Merge pull request #335 from chusloj/matching_docs

andersonfrailey · web-flow · commit 98fc99011b08 · 2020-08-10T16:17:10.000-05:00
Documentation for CPS/PUF matching file [Review]
diff --git a/.gitignore b/.gitignore
@@ -21,3 +21,6 @@ cps_data/pycps/cps_raw.csv.gz
 cpsmar*.sas
 cpsmar*.csv
 *.dat
+
+# pickle
+cps*.pkl
diff --git a/puf_data/README.md b/puf_data/README.md
@@ -15,5 +15,5 @@ This directory contains the following script:
 Documentation
 -------------
 
-The SAS scripts used to prepare the cps-matched-puf.csv file are
+The Python scripts used to prepare the cps-matched-puf.csv file are
 described in the [StatMatch subdirectory](StatMatch/README.md).

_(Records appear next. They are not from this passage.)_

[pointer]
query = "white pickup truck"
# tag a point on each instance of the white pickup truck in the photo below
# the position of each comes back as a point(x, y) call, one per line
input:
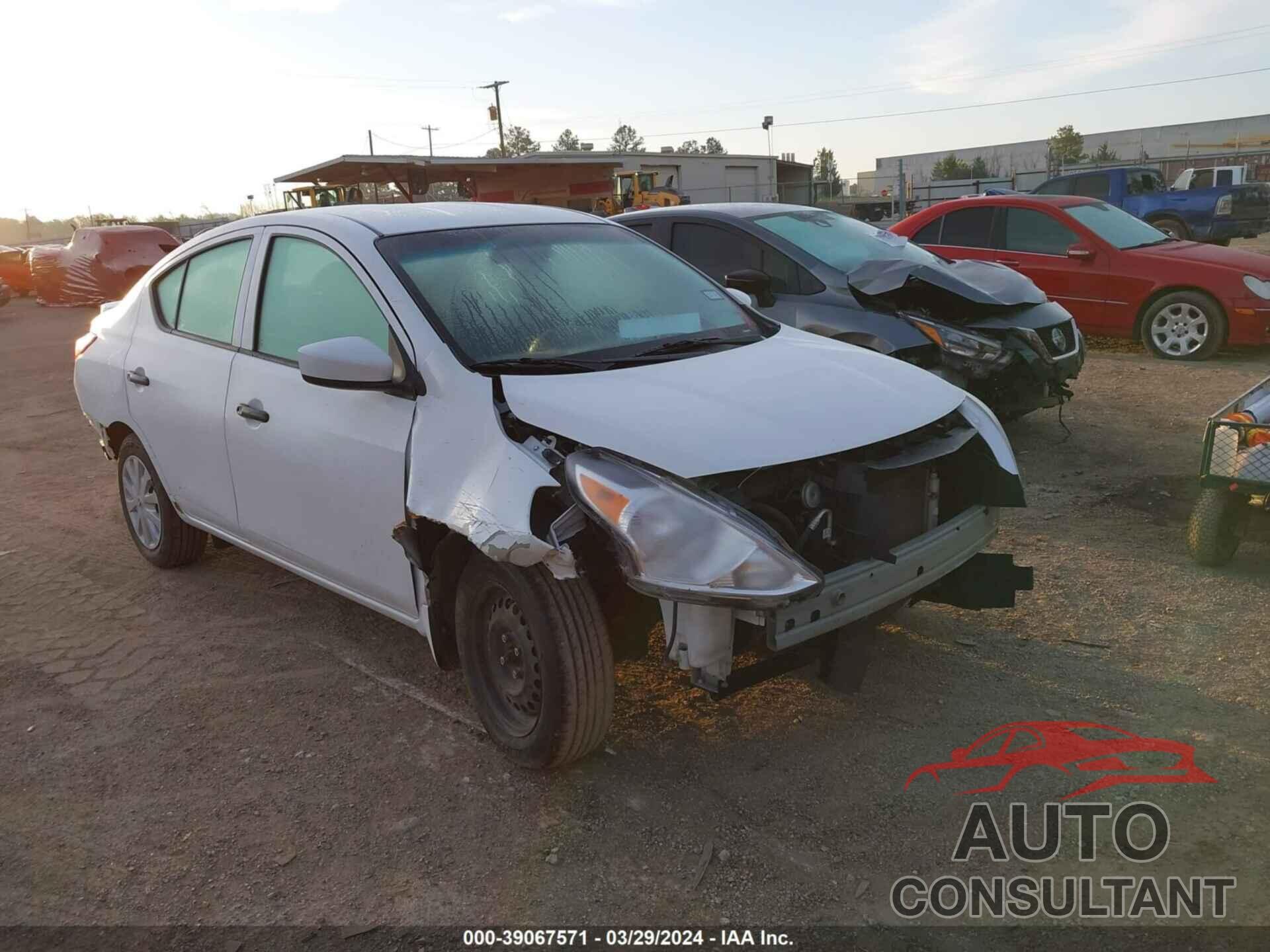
point(1212, 178)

diff --git a/puf_data/StatMatch/MATCH.md b/puf_data/StatMatch/MATCH.md
@@ -0,0 +1,34 @@
+# CPS Match File documentation
+
+The `cps-matched-puf.csv` file is the result of a statistical match performed between the 2016 Current Population Annual Social and Economic Supplement and the 2011 IRS-SOI Public Use File. See the [Datasets documentation](/datasets.md#input-files) for more information.
+
+
+## Process
+
+Data from the 2016 CPS data is first collected and organized. Tax filing units are then constructed from this CPS data, missing data is imputed from similar data through [Predictive Mean Matching](https://stefvanbuuren.name/fimd/sec-pmm.html) and the statistical match is performed using nearest neighbor distance as the criterion for matching filing units. [`runmatch.py`](Matching/runmatch.py) is responsible for running the match and compiling a final production file.
+
+
+
+#### Pros/Cons of Matching Methodology
+
+The statistical match performed to create this document is a "constrained" match. This is a process that matches similar filing units from the CPS and PUF such that the weights on individual filing units within a document aggregate (sum up) to match the total weight of said document (e.x. all individual weights in the CPS document sum up to the weight of the CPS document itself). The benefit of this constrained matching approach is it retains original disributions of variables from within the CPS and PUF files. There are 2 principal drawbacks to this method: (1) The solver may sometimes max filing units that are not very similar statistically, and (2) the method is computationally expensive.
+
+
+
+## Files Used
+
+`cps-matched-puf.csv` is created by running [`runmatch.py`](Matching/runmatch.py). See the [README](README.md) for more information on the scripts used by [`runmatch.py`](Matching/runmatch.py).
+
+The output of [`runmatch.py`](Matching/runmatch.py) is used in [`stage2.py`](/puf_stage2/stage2.py) and [`stage3.py`](/puf_stage3/stage3.py). More information on the Stage 2 and Stage 3 files can be found in [this document](/puf_stage3/doc/puf_stage3.md), and the statistical matching process is outlined in detail in [this document](doc/MatchingDocumentationRevised.pdf).
+
+
+
+## Contributors
+
+- Matt Jensen
+- Peter Metz
+- Anderson Frailey
+- Martin Holmer
+- Max Ghenis
+
+
diff --git a/puf_data/StatMatch/README.md b/puf_data/StatMatch/README.md
@@ -6,7 +6,9 @@ using the March 2016 CPS and 2011 IRS SOI Public Use File (PUF) datasets.
 ## Usage
 
 The entire statistical match can be run by using `python runmatch.py` in the
-command line. Three optional arguments can be included as well:
+command line. The output of this process should be `cps-matched-puf.csv` (not in the repo because `runmatch.py` requires restricted files).
+
+Three optional arguments can be included as well:
 
 * `-c`, `--cps` takes the path to an already created .CSV version of the CPS.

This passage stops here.